U.S. Department of Health and Human ServicesHHS National Institutes of HealthNIH National Center for Advancing Translational SciencesNCATS
Home

Review & Clean Your Data

Review Data Protection Plan

If you have not already developed a plan for managing and protecting your participants’ data when you were setting up your registry, do so now. You need to ensure that your participants’ data are secure. Develop an action plan in case a security breach accesses participants’ personally identifiable information (PII). Maintaining the trust of your participants and guaranteeing data security is paramount in ensuring the success of your registry.

Your data security protocol could address these or similar questions:

  • Who can handle and access data?
  • Which data do you share with researchers; which do you not?
  • How often should you update your data security protocol?
  • How do you update your registry as data security best practices evolve?
  • How do you lock down the system if there is a breach?
  • How and when should participants be notified if there is a breach?
  • Which stakeholders or strategic partners should you notify and what should you tell them?
  • How do you recover from a security breach?

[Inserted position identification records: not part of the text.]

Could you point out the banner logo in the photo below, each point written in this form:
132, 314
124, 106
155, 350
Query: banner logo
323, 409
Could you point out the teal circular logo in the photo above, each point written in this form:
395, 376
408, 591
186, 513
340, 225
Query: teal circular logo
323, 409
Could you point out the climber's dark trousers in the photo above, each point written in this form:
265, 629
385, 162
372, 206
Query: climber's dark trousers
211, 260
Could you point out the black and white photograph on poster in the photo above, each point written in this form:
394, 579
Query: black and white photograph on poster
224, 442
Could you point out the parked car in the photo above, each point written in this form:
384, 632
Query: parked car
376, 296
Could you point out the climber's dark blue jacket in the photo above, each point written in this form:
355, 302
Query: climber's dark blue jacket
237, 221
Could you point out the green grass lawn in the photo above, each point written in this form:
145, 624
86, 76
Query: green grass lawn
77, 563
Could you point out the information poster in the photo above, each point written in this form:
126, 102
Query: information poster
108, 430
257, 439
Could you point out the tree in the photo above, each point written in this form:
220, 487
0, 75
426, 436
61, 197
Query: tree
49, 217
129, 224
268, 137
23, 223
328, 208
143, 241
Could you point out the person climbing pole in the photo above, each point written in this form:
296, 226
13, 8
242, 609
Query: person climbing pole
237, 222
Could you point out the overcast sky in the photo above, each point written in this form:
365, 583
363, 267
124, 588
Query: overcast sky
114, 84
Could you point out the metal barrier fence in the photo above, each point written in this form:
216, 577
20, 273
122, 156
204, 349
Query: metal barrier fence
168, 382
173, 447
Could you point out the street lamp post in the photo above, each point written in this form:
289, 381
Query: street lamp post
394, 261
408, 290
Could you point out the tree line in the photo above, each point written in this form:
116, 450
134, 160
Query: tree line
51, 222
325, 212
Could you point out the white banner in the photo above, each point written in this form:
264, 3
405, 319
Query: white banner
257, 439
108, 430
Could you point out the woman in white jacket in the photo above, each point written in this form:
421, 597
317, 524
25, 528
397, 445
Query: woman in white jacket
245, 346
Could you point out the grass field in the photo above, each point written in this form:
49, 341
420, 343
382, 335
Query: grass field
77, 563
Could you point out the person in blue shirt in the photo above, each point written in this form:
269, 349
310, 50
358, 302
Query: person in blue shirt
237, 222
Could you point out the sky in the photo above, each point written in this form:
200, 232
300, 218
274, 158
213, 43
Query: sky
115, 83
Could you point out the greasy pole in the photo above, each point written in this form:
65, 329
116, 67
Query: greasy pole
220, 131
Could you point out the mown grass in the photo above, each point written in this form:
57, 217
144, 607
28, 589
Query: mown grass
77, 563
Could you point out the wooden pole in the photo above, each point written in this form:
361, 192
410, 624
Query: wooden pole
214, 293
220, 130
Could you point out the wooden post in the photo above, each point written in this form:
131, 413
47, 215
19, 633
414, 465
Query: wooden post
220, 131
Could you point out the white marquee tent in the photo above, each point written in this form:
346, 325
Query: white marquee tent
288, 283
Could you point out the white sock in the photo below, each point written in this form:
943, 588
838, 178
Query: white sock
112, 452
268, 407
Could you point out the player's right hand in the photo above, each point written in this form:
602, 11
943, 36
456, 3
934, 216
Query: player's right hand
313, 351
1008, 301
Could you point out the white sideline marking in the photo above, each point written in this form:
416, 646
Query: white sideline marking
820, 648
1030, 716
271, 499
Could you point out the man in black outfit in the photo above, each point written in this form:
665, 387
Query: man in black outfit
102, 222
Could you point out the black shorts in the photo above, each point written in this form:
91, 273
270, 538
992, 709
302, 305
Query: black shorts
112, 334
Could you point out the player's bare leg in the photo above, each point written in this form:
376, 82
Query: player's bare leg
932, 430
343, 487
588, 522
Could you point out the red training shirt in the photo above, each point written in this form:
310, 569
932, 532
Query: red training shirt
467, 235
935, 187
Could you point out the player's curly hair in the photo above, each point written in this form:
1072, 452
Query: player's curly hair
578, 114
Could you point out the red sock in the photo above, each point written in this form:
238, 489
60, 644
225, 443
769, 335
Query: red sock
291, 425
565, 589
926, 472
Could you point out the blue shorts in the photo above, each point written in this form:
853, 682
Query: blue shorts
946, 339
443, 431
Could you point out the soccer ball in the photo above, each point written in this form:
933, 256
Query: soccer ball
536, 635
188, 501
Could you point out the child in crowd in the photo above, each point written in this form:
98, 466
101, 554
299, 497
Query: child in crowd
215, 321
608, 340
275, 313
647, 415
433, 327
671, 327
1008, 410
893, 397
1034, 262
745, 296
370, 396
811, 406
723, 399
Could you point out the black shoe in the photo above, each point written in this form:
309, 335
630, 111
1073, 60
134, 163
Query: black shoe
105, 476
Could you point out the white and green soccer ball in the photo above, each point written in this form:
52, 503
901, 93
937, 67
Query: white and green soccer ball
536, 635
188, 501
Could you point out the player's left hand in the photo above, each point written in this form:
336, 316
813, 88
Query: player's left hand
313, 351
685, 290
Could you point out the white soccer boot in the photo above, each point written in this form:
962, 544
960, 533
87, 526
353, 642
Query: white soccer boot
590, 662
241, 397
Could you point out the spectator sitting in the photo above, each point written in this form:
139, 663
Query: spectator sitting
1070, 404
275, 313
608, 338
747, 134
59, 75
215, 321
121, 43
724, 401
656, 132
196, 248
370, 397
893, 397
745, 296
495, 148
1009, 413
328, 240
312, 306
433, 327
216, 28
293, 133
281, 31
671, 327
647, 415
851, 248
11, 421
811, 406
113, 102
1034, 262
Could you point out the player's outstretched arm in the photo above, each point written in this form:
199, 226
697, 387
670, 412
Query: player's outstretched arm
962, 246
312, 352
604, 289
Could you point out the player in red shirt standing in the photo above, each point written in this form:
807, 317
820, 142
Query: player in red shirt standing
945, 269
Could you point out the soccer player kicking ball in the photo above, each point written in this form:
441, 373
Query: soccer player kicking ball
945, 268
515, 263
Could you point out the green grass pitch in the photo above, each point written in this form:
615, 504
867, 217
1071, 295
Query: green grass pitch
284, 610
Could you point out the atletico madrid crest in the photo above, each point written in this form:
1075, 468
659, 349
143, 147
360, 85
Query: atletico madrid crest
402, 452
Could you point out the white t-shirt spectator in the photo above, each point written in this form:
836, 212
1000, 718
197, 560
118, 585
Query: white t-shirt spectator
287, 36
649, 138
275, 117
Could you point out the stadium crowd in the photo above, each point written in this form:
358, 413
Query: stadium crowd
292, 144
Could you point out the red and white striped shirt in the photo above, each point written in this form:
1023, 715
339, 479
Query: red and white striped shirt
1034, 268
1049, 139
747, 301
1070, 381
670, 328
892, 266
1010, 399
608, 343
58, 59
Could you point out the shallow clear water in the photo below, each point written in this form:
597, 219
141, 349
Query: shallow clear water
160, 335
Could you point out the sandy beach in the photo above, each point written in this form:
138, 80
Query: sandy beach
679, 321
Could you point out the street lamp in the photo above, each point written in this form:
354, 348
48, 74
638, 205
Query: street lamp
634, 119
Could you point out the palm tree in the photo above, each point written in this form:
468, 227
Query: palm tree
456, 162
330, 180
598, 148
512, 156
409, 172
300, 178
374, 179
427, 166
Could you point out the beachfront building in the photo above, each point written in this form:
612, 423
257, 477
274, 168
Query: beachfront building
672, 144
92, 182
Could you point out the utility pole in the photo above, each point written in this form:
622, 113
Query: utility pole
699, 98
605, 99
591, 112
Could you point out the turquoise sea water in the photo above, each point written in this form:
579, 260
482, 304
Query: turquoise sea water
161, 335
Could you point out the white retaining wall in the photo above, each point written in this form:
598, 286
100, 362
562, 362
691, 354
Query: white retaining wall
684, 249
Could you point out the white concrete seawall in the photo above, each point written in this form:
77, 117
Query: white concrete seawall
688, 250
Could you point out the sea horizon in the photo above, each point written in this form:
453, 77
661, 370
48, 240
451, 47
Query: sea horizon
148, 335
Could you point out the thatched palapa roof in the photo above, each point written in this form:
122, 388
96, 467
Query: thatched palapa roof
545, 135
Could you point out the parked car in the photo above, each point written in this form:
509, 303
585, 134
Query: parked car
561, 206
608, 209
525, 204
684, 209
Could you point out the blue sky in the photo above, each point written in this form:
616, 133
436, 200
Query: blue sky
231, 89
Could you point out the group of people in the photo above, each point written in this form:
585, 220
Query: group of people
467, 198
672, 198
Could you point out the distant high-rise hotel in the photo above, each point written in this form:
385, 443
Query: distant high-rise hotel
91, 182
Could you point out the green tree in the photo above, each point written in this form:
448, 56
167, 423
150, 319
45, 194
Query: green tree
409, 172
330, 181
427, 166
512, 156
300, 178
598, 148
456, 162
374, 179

Decrease the likelihood of data breaches by taking steps to minimize risks. Here are some example measures you can customize to develop and implement a data security protocol that meets the unique needs of your registry.

  • Establish secure access. Determine how to control access to the data to ensure your registry is secure and to minimize exposure to your participants’ sensitive data.
  • Develop security guidelines. Clearly set guidelines and expectations for security measures in a written policy for anyone who works with the registry data.
  • Set up automated detection systems. These can alert you when there is unusual activity involving sensitive data.
  • Maintain software and security updates. To keep up with the increasingly sophisticated ways breaches occur, make sure that your team is keeping up with security patches to address new methods of attacks.
  • Create a data breach response plan. Data breaches can happen regardless of how many precautions you have taken. Establishing a response plan will help you determine the steps to take in the event of a breach. This plan should include a strategy for alerting participants of any threats involving their personal information.